Core Concepts
The degree of feature collapse increases during the forward propagation of Residual Neural Networks, forming a progressive feedforward collapse phenomenon.
Abstract
The paper investigates the behavior of features in intermediate layers of Residual Neural Networks (ResNets), proposing a novel conjecture called progressive feedforward collapse (PFC). PFC claims that the degree of feature collapse increases during the forward propagation of ResNets.
The key highlights are:
The authors extend the statistics used in Neural Collapse (NC) to intermediate layers and define three PFC metrics to measure the degree of collapse: variability collapse, convergence to simplex equiangular tight frame, and nearest class center accuracy.

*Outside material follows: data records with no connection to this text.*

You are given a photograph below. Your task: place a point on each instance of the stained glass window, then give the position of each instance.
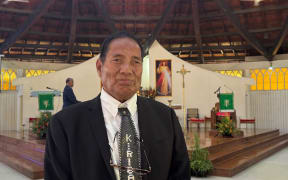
(269, 79)
(7, 76)
(238, 73)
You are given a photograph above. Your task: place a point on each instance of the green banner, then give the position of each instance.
(226, 102)
(45, 102)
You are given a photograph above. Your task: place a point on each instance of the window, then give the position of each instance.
(237, 73)
(7, 76)
(268, 79)
(32, 73)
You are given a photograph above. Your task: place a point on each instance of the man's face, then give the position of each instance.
(71, 83)
(122, 69)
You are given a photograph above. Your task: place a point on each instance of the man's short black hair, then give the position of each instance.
(117, 35)
(68, 79)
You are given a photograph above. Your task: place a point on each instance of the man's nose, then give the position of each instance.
(126, 68)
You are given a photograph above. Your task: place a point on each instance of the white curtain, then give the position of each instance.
(8, 110)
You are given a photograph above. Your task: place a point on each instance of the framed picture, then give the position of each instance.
(163, 77)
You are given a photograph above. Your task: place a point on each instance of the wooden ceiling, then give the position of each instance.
(199, 31)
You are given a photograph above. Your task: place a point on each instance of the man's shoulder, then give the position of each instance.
(152, 103)
(76, 109)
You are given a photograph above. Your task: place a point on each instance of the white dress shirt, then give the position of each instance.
(113, 121)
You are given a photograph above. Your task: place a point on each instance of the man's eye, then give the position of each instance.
(138, 61)
(116, 60)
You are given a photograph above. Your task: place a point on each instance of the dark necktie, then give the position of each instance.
(129, 150)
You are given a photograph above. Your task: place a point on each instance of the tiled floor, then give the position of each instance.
(273, 168)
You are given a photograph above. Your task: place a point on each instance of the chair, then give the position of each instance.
(248, 121)
(193, 117)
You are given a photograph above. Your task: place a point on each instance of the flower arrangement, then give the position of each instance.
(226, 127)
(200, 165)
(40, 126)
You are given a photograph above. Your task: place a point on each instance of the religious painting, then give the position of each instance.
(163, 77)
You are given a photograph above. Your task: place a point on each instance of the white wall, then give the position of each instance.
(200, 84)
(8, 115)
(270, 108)
(86, 86)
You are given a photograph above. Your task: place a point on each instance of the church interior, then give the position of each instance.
(221, 65)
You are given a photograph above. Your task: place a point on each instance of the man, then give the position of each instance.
(68, 94)
(87, 141)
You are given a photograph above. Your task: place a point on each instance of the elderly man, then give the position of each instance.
(117, 135)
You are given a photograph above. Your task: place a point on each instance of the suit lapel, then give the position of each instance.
(99, 130)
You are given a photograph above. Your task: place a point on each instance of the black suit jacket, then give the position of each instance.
(69, 97)
(77, 144)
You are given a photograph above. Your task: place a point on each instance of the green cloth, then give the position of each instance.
(45, 102)
(226, 102)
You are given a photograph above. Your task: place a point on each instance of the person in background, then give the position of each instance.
(69, 97)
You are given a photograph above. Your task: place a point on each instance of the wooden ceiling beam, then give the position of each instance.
(195, 13)
(37, 13)
(208, 16)
(107, 19)
(38, 57)
(241, 29)
(280, 38)
(206, 48)
(73, 26)
(215, 58)
(55, 47)
(159, 25)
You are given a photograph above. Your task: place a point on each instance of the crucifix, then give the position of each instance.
(183, 72)
(1, 55)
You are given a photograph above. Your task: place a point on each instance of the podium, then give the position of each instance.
(217, 116)
(45, 99)
(225, 108)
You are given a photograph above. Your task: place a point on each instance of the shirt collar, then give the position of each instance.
(114, 104)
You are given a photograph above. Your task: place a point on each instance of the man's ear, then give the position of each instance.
(99, 66)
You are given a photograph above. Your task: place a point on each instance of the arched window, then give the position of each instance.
(238, 73)
(269, 79)
(7, 76)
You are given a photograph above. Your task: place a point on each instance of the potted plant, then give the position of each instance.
(226, 127)
(200, 165)
(40, 126)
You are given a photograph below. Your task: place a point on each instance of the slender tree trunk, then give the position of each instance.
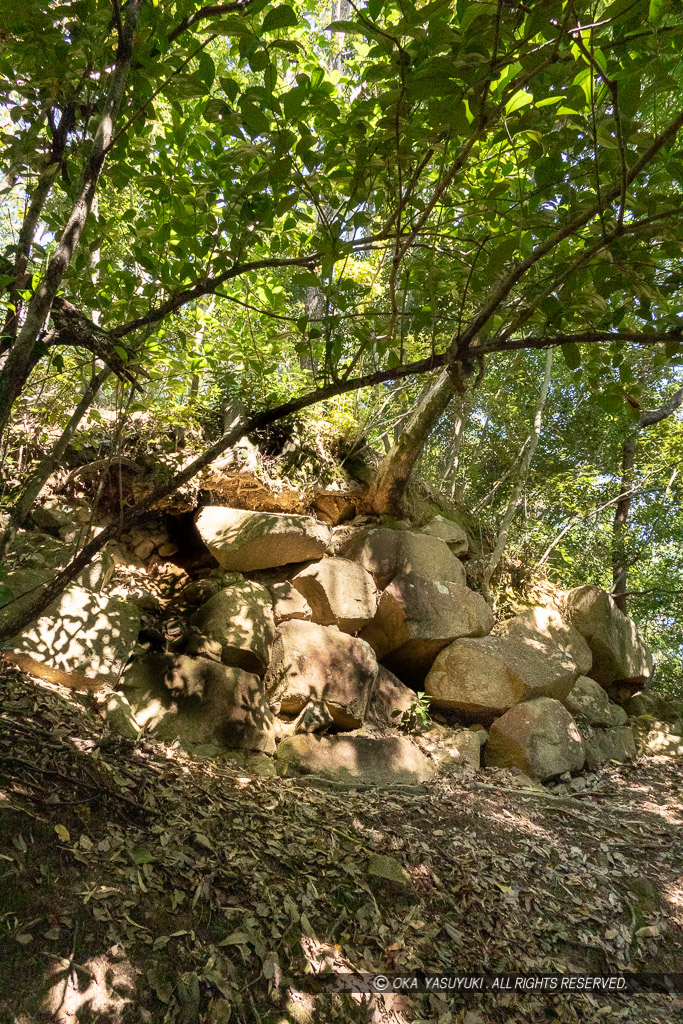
(620, 523)
(517, 487)
(47, 465)
(620, 553)
(27, 348)
(460, 420)
(387, 492)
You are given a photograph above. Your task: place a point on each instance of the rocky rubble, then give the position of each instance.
(311, 642)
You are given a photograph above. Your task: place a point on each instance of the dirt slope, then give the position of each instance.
(140, 886)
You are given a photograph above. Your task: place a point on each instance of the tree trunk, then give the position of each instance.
(49, 463)
(515, 496)
(26, 350)
(620, 524)
(387, 492)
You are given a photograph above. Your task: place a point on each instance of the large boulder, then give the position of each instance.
(418, 617)
(340, 593)
(589, 702)
(323, 665)
(482, 678)
(386, 553)
(240, 617)
(539, 736)
(375, 760)
(451, 749)
(288, 602)
(548, 626)
(610, 743)
(245, 541)
(199, 702)
(82, 640)
(450, 531)
(620, 655)
(389, 695)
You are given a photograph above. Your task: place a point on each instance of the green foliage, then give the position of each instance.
(417, 717)
(288, 202)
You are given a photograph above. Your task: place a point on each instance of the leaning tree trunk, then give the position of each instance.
(387, 493)
(530, 445)
(620, 552)
(620, 524)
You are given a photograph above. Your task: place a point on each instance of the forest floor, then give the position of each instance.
(139, 885)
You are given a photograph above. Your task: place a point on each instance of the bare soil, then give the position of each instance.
(139, 885)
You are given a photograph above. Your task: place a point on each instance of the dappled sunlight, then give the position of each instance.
(97, 986)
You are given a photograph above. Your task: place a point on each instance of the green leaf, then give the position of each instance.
(254, 118)
(519, 99)
(230, 26)
(141, 856)
(280, 17)
(259, 59)
(571, 354)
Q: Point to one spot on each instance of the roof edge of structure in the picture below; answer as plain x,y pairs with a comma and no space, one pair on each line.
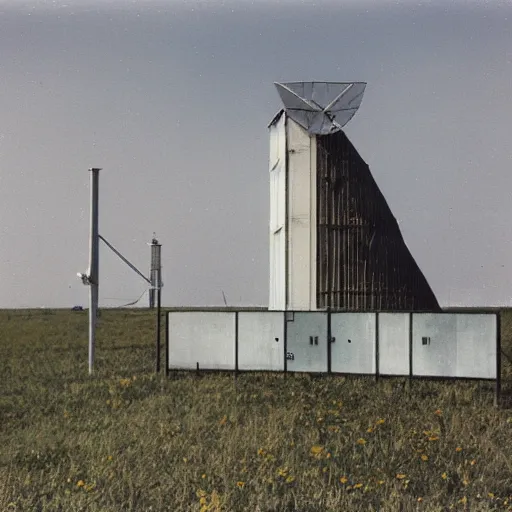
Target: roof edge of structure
276,118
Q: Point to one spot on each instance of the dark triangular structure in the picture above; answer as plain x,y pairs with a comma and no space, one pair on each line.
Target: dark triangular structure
363,263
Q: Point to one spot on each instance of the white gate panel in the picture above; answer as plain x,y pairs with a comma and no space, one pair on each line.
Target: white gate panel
434,352
204,337
353,350
306,342
261,341
393,343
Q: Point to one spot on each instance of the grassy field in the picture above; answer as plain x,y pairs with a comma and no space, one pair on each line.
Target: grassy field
128,439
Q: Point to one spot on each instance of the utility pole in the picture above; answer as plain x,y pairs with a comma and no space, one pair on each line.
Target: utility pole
93,273
156,289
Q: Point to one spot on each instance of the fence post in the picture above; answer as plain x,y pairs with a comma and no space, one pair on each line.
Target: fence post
497,396
410,351
376,347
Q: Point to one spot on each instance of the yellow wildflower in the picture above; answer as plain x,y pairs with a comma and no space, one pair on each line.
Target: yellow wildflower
282,471
316,449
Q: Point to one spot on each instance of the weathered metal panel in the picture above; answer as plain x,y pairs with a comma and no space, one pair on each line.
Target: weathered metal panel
454,345
307,342
277,227
353,349
207,338
476,346
393,343
261,341
434,352
363,261
301,218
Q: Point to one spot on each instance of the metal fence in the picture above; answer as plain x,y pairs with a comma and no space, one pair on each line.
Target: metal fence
447,345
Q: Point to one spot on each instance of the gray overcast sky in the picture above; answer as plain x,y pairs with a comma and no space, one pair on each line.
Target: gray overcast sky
173,99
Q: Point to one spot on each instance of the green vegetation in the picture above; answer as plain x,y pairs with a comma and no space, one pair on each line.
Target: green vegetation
127,439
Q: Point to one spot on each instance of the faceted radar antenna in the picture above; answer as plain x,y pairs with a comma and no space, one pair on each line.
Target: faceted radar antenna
321,107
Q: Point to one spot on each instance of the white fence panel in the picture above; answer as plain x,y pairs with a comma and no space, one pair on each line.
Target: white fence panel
434,352
261,341
393,343
353,350
204,337
476,346
306,342
454,345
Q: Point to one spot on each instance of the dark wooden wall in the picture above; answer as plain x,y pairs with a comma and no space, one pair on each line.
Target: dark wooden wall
363,262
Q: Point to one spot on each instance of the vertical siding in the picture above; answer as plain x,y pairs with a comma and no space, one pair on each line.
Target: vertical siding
301,221
277,237
363,263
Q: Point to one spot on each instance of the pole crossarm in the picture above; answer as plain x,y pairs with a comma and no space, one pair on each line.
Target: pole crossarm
133,267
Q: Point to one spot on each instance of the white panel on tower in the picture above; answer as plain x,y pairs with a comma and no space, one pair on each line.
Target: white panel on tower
277,227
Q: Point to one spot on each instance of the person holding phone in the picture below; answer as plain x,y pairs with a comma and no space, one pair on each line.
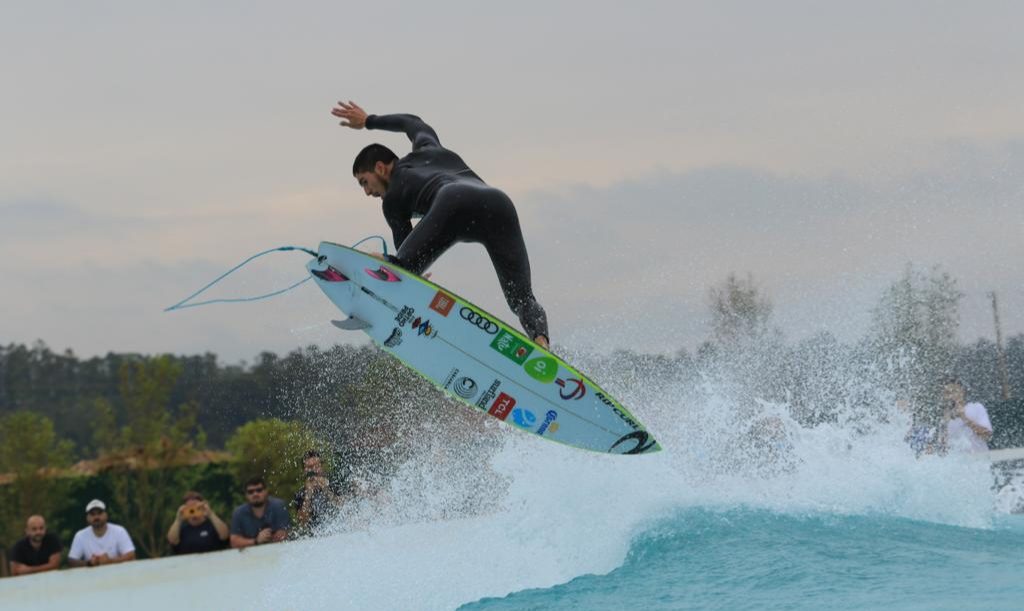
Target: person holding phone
197,527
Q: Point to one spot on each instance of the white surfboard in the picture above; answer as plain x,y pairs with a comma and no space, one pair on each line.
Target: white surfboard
474,356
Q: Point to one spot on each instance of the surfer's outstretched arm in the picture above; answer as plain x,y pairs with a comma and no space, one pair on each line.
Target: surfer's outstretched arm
420,134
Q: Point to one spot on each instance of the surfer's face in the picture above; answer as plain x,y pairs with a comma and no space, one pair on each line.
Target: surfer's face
375,183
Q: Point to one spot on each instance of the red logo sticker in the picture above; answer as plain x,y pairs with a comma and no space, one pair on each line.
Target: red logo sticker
502,406
442,303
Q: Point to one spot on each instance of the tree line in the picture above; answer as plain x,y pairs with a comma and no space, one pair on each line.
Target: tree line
158,425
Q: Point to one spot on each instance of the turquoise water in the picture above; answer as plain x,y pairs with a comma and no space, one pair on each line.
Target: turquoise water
755,559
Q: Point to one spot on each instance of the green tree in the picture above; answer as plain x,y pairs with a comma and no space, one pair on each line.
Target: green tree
142,456
740,313
913,336
272,449
32,453
744,350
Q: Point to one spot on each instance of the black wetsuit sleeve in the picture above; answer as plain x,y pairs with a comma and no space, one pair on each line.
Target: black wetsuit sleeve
400,224
419,132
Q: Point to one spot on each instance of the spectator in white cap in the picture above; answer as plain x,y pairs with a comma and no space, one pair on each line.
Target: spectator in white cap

Under the geodesic curve assumption, which models the forward propagation of ResNets as a straight line in the Wasserstein space, the authors prove that the PFC metrics monotonically decrease across depth at the terminal phase of training.
To better illustrate the PFC phenomenon, the authors propose a novel surrogate model called the multilayer unconstrained feature model (MUFM). MUFM treats intermediate-layer features as optimization variables and connects them using an optimal transport regularizer, in contrast to the unconstrained feature model (UFM) which only considers the last-layer features.
Empirical results on various datasets support the PFC conjecture, showing that the PFC metrics indeed decrease monotonically across layers. The authors also demonstrate the trade-off between data and simplex equiangular tight frame in the optimal solutions of MUFM.
Overall, the study extends the understanding of Neural Collapse to the intermediate layers of ResNets, providing insights into how ResNets transform the input data to the final simplex equiangular tight frame during forward propagation.
Stats
The paper does not provide any specific numerical data or statistics. The analysis is primarily theoretical and supported by empirical observations.
Quotes
"At the terminal phase of ResNet training, NC emerges at the last-layer features. There exists an order in the degree of collapse (measured by three PFC metrics) of each layer before effective depth."
"Under the geodesic curve assumption, the PFC metrics monotonically decrease along the straight line. For each layer, these metrics start at random initialization and converge to PFC at the final epoch."
"Increasing the coefficient of the optimal transport regularizer λ makes the solutions of MUFM move away from the simplex equiangular tight frame and become closer to the initial data."